# Prove little o with just the definition

I have been searching for a while now but couldn't find anything about this exact pair of functions with the little $$\mathcal{o}$$ notation.

Given the functions $$f(n) = 2^{n}$$ and $$g(n) = n!$$ I am supposed to prove, or disprove, the following statement: $$f(n) \in \mathcal{o}(g(n))$$.

I am fairly sure that it's true but now I need an idea of how to show this. We have just started out with this whole concept and this is the second exercise, the first one being a relatively easy big $$\mathcal{O}$$ task. But this exercise is just beyond me right now. The only definition I am allowed to use (meaning: NO LIMITS) is $$\mathcal{o}(g(n)) = \{f(n)|\forall C > 0 \exists n_{0} \forall n\geq n_{0}:f(n) < C * g(n)\}$$. This means other than with big $$\mathcal{O}$$, where it suffices to show that there's at least one pair $$C$$ and a $$n_{0}$$ so that $$f(n) \leq C * g(n)$$ $$\forall n \geq n_{0}$$, I now have to prove that for every $$C > 0$$, there is such a $$n_{0}$$ so that the condition stated in the set is true.

I first have been thinking about the functions, and I would have an answer for $$\mathcal{O}$$, because you can prove with induction that $$2^{n} < n!, \forall n\geq 4$$. Meaning my C would be 1 here. However, I have no idea how to prove it for every C and would be grateful for any guidance! (It would already help to know how to start.

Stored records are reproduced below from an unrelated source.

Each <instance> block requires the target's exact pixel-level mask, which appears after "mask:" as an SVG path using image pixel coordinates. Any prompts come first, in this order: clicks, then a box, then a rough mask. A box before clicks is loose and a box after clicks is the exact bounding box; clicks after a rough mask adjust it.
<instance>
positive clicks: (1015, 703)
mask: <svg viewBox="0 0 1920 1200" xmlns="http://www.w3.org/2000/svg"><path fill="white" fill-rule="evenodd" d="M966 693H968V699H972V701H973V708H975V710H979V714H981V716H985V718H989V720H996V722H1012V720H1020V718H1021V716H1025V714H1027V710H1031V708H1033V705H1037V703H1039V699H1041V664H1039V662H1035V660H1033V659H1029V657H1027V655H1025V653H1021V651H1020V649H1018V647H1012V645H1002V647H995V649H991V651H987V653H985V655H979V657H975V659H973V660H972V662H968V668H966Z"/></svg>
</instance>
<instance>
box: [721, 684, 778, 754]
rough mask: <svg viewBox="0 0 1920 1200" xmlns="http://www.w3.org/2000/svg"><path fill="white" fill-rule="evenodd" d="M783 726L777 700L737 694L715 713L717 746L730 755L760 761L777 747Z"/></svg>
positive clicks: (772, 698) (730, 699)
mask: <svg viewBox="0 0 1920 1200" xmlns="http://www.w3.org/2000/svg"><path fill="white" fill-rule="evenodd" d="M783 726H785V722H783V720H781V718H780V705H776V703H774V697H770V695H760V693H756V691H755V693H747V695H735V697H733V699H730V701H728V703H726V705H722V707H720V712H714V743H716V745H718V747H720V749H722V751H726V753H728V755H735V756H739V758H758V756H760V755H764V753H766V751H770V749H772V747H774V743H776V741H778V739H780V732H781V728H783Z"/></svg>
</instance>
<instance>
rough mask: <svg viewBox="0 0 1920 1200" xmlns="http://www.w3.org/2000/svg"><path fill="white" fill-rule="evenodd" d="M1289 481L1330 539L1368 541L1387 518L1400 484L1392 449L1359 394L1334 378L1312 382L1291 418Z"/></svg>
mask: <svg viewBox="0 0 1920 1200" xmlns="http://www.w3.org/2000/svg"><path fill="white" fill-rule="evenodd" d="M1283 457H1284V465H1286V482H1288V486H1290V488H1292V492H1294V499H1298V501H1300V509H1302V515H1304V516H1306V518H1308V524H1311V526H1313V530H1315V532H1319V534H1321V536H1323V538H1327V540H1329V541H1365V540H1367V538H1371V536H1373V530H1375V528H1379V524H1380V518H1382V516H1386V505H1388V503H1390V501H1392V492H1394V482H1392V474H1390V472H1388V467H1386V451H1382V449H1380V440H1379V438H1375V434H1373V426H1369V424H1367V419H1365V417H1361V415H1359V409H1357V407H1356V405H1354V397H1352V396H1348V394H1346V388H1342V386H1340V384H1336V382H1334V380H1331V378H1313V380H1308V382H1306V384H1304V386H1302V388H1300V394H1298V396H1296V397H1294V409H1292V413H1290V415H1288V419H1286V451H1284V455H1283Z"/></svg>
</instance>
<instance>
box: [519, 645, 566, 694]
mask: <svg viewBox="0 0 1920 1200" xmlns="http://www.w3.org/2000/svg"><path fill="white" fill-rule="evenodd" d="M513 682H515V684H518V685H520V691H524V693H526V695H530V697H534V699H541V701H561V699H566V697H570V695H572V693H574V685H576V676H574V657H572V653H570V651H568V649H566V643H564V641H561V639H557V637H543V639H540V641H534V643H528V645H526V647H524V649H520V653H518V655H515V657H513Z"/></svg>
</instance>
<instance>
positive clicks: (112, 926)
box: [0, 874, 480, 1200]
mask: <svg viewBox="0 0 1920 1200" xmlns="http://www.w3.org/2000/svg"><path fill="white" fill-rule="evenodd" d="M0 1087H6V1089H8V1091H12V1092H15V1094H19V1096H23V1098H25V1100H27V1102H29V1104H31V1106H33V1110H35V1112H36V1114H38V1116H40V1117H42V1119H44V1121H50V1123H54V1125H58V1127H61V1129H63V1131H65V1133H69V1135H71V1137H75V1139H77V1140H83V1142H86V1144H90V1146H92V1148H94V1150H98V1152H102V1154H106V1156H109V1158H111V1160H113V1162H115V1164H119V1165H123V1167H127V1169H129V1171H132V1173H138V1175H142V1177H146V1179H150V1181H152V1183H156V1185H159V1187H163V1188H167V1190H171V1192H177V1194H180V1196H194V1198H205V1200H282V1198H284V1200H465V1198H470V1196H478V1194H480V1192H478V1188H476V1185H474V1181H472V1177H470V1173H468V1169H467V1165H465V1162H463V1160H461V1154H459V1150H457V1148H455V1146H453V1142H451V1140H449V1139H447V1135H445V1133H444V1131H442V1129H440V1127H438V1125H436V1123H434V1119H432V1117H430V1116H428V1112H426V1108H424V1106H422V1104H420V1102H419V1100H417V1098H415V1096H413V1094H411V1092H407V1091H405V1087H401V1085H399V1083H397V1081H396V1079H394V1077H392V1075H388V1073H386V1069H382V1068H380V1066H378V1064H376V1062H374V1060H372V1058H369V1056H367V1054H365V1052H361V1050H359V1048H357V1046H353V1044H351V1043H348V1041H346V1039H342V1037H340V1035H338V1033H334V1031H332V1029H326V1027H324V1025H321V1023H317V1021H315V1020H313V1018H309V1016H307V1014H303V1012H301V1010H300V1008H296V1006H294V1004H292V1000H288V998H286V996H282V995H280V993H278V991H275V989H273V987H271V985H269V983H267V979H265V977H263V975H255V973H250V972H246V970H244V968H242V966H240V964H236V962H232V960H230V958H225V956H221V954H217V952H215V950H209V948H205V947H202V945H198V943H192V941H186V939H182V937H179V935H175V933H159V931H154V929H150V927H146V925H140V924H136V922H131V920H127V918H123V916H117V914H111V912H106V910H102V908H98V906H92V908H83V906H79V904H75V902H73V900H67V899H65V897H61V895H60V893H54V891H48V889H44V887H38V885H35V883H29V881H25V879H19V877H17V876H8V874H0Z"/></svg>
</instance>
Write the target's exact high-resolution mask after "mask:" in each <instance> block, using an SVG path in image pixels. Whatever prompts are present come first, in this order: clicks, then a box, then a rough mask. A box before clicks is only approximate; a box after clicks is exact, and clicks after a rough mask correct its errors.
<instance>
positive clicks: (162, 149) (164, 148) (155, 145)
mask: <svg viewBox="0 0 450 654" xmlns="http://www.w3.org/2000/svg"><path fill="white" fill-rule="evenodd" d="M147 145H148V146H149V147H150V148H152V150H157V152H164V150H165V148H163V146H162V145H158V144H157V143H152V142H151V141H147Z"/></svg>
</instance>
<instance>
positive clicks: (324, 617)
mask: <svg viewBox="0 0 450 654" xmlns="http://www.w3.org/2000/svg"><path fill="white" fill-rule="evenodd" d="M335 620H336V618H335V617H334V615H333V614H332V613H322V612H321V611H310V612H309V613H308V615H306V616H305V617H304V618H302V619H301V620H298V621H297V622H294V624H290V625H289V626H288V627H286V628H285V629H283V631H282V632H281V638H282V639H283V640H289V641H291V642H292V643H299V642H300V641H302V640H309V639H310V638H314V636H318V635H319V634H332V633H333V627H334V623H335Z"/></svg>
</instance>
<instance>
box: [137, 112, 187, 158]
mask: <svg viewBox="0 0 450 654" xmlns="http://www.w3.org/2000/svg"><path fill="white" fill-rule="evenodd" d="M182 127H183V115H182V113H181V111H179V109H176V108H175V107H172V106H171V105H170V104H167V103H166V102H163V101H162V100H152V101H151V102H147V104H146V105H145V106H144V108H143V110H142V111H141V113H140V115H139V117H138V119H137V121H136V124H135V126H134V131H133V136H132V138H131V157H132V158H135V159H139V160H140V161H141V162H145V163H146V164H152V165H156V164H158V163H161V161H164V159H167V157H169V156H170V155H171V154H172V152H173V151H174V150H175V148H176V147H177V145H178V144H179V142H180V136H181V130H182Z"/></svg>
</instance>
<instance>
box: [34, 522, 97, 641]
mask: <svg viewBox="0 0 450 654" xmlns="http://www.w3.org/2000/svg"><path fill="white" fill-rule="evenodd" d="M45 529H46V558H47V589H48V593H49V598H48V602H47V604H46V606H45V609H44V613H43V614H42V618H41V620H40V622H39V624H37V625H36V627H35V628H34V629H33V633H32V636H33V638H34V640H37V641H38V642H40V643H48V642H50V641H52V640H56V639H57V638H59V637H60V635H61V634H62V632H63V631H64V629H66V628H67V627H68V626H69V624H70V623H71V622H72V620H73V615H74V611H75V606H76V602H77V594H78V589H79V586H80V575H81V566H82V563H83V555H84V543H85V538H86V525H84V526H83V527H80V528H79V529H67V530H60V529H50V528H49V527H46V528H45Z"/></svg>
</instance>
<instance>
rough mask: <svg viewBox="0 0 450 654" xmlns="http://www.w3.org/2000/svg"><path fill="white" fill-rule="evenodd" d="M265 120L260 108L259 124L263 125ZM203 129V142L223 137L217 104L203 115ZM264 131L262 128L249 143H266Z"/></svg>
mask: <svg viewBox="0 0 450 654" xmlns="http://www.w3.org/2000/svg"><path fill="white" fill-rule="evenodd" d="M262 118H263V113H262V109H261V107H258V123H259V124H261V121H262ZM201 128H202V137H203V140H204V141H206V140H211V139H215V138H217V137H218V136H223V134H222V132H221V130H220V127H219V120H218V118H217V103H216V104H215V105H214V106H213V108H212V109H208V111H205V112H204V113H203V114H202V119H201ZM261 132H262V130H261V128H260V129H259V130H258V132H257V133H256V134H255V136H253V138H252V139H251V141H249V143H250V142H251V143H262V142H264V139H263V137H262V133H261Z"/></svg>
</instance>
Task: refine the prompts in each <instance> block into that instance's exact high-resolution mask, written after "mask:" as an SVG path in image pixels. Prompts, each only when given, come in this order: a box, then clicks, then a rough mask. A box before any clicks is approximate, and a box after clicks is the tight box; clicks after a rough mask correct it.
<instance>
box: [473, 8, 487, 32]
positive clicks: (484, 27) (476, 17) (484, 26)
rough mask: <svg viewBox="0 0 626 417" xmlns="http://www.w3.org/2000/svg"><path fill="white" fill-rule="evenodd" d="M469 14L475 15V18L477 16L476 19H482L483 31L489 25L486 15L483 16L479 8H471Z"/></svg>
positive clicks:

Probably like, let $$C$$ be greater 0, and then I have to show that for any Value of this $$C$$, there is... because... My biggest struggle is to find meaningful estimations to get a chain of inequalities.)

• Try using Sterling’s approximation. – prime_hit May 19 '20 at 20:52
• $2\cdot2\cdot2\cdot2\lt1\cdot2\cdot3\cdot4$ and $\underbrace{2\cdot2\cdots2}_{n-5\ 2\text{'s}}\lt5\cdot6\cdots n-1.$ So for $n\ge5$, $\underbrace{2\cdot2\cdots2}_{n \ 2\text{'s}}\lt1\cdot2\cdot3\cdot4\cdot5\cdot6\cdots(n-1)\cdot 2= n!/(n/2)$ – John L. May 20 '20 at 0:32

Pick $$n_0 = \max\{ -\log c, 10 \}$$. Then, for all $$n \ge n_0 \ge 10$$: $$2^n = \frac{4^n}{2^n} \le \frac{4^n}{2^{n_0}} \le \frac{4^n}{1/c} = c \cdot (4^{n-10} \cdot 4^{10}) < c \cdot (4^{n-10} \cdot 10!) \le cn!$$

One way to prove $$f(n) = o(g(n))$$ is to prove that:

\begin{align*} \lim_{n \to \infty} \frac{f(n)}{g(n)} &= 0 \end{align*}

In this case, you know that:

\begin{align*} \lim_{n \to \infty} \frac{2^n}{n!} &= 0 \end{align*}

since the series for $$e^x$$ converges for all $$x$$, so it converges for $$x = 2$$, and the terms of a convergent series have limit 0.

Or, if you take $$n \ge 2$$, you see that:

\begin{align*} \frac{2^n}{n!} &= \frac{2}{1} \cdot \frac{2}{2} \cdot \frac{2}{3} \dotsm \frac{2}{n} \end{align*}

Each successive factor after the second is smaller than 1, so the infinite product diverges to 0. That is, you can write for $$n \ge 2$$:

\begin{align*} 0 &\le \frac{2^n}{n!} \le \frac{2}{1} \cdot \frac{2}{2} \cdot \left(\frac{2}{3} \right)^{n - 2} \end{align*}

As $$n \to \infty$$, the right hand side tends to 0.

• The OP wanted a proof with quantifiers, probably as exercise – HEKTO May 20 '20 at 2:59

$$2^n$$ is the product of n numbers which are all equal to 2.

n! is the product of n numbers from 1 to n.

Once n ≥ 3, if you increase n by 1, $$2^n$$ is doubled, while n! is multiplied by 4 or more. So basic maths shows that for n ≥ 3, $$n! ≥ 6/64 \cdot 4^n$$.

Given any C > 0 from the definition, you calculate how large n would have to be to make $$2^n < 6/64 \cdot 4^n$$.